In terms of finding housing solutions in Hamburg, the city is working to find vacant and de-lap-a-dated lots which can be utilized for new housing. The city is participating in an Iowa Economic Development program which will assist citizens in getting homes built on those lots. A total of 13 credit applications have been received from citizens. When final approval is given, factory homes could then be placed on a lot determined to be available by the city.
Also, work continues as the city of Hamburg plans a potential new sub division for housing. The city could get access to funds through a state revolving fund for water and sewer hook ups. Funding is being sought for streets and lights. It’s possible that funding for the flooded area could be used for the new development. The city is working with a city planner on other particulars of the new housing and land is being appraised in the target area for the new development.

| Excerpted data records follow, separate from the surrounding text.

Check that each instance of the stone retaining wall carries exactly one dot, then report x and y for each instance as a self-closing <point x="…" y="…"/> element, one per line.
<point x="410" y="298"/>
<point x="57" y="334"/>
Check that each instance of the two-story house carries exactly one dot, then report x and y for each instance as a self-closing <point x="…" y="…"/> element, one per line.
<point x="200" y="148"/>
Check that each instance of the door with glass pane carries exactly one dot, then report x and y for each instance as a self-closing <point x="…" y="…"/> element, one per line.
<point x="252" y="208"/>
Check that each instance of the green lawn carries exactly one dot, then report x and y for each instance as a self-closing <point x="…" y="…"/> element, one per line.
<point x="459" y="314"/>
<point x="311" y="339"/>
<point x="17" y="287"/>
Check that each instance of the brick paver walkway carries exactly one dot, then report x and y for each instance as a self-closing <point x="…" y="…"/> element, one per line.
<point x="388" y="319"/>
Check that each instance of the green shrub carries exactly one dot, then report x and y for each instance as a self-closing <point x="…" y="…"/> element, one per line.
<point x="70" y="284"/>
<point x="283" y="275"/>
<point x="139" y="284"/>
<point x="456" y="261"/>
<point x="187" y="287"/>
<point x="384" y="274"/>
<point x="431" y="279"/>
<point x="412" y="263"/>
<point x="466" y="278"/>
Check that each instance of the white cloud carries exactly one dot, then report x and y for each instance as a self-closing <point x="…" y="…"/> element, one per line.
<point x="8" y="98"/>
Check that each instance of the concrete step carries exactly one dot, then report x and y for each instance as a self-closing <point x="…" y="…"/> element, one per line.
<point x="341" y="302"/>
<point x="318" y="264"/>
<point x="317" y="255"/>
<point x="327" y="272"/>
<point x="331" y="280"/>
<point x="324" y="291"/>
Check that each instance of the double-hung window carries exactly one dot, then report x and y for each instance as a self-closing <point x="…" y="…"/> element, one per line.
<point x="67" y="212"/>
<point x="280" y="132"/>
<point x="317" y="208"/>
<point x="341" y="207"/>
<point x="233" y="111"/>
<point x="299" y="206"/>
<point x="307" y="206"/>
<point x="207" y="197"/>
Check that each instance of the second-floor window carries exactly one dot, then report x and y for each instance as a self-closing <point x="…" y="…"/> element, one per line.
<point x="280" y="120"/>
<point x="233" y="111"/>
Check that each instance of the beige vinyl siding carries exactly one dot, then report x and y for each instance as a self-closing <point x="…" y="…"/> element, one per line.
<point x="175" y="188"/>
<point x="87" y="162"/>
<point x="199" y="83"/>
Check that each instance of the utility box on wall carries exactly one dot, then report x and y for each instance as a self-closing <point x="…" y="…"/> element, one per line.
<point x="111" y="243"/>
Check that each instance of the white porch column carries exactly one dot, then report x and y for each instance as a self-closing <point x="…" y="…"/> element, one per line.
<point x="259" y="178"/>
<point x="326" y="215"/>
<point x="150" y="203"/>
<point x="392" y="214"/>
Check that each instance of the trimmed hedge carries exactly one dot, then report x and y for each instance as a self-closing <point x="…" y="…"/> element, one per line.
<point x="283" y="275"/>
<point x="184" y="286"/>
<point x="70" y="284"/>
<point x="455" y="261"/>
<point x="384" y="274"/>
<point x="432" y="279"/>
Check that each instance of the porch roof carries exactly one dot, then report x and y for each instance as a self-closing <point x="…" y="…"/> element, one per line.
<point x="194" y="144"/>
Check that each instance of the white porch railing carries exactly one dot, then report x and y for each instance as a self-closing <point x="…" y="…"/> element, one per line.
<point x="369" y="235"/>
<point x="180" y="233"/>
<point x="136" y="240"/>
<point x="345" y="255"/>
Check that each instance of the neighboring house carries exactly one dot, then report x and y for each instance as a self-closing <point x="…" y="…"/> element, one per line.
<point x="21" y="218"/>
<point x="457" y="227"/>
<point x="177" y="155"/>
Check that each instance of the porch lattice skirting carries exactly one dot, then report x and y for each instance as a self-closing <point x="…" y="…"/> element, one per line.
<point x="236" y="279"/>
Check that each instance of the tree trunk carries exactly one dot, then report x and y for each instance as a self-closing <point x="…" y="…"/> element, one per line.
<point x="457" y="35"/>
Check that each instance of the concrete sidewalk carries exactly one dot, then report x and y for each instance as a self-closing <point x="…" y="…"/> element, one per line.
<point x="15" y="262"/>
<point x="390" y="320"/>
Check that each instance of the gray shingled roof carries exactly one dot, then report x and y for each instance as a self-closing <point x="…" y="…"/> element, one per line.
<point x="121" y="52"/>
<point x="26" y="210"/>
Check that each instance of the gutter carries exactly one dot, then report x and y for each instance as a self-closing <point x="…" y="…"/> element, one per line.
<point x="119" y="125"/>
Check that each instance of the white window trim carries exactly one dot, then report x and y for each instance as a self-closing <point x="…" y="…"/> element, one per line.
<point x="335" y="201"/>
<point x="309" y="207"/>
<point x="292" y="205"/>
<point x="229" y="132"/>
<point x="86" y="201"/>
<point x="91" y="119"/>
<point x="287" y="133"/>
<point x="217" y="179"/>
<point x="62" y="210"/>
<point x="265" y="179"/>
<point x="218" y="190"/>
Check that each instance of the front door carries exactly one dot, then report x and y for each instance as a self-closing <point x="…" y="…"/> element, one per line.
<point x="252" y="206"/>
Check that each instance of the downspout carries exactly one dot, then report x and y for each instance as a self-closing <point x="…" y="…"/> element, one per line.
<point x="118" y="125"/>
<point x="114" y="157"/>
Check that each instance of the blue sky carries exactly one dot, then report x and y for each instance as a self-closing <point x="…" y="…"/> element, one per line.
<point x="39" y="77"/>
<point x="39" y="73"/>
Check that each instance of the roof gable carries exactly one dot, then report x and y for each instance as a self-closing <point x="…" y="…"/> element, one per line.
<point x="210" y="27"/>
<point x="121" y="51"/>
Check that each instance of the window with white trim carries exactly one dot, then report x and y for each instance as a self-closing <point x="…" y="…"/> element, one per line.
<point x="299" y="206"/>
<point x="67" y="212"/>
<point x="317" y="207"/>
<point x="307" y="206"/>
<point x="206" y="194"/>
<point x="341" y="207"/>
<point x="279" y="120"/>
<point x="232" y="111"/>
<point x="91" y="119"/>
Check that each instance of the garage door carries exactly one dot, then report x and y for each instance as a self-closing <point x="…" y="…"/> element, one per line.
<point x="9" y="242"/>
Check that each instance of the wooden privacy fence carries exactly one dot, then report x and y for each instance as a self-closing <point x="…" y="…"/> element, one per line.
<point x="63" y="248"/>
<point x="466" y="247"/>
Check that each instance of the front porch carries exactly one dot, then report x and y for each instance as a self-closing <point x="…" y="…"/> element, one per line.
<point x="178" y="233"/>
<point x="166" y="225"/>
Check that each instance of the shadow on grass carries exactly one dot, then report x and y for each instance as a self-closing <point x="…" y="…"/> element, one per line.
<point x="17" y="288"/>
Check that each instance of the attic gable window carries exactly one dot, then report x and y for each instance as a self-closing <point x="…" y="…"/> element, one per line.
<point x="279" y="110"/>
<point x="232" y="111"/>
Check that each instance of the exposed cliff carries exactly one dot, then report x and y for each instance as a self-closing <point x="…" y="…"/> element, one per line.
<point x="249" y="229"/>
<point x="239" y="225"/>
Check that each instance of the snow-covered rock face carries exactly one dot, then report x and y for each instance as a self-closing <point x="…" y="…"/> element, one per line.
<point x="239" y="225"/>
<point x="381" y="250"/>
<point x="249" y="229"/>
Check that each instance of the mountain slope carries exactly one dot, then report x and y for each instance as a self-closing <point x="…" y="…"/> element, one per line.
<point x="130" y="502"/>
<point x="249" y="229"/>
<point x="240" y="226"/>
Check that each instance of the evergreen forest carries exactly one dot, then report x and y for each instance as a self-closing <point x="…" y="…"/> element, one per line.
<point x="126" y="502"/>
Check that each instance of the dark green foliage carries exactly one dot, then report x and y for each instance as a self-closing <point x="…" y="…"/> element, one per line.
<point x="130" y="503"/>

Grants which the city has been awarded thus far include a rural water study grant, a $1 million USDA water grant and  a $150,000 USDA Water distribution grant. A water engineer has been found by the city to do work to complete these grants.

In joining with the request to receive $15 million in state disaster relief dollars, the city has made requests to the same for a $1 million in cost associated with obtaining the ditch 6 levee dirt and funds to pay city staff members.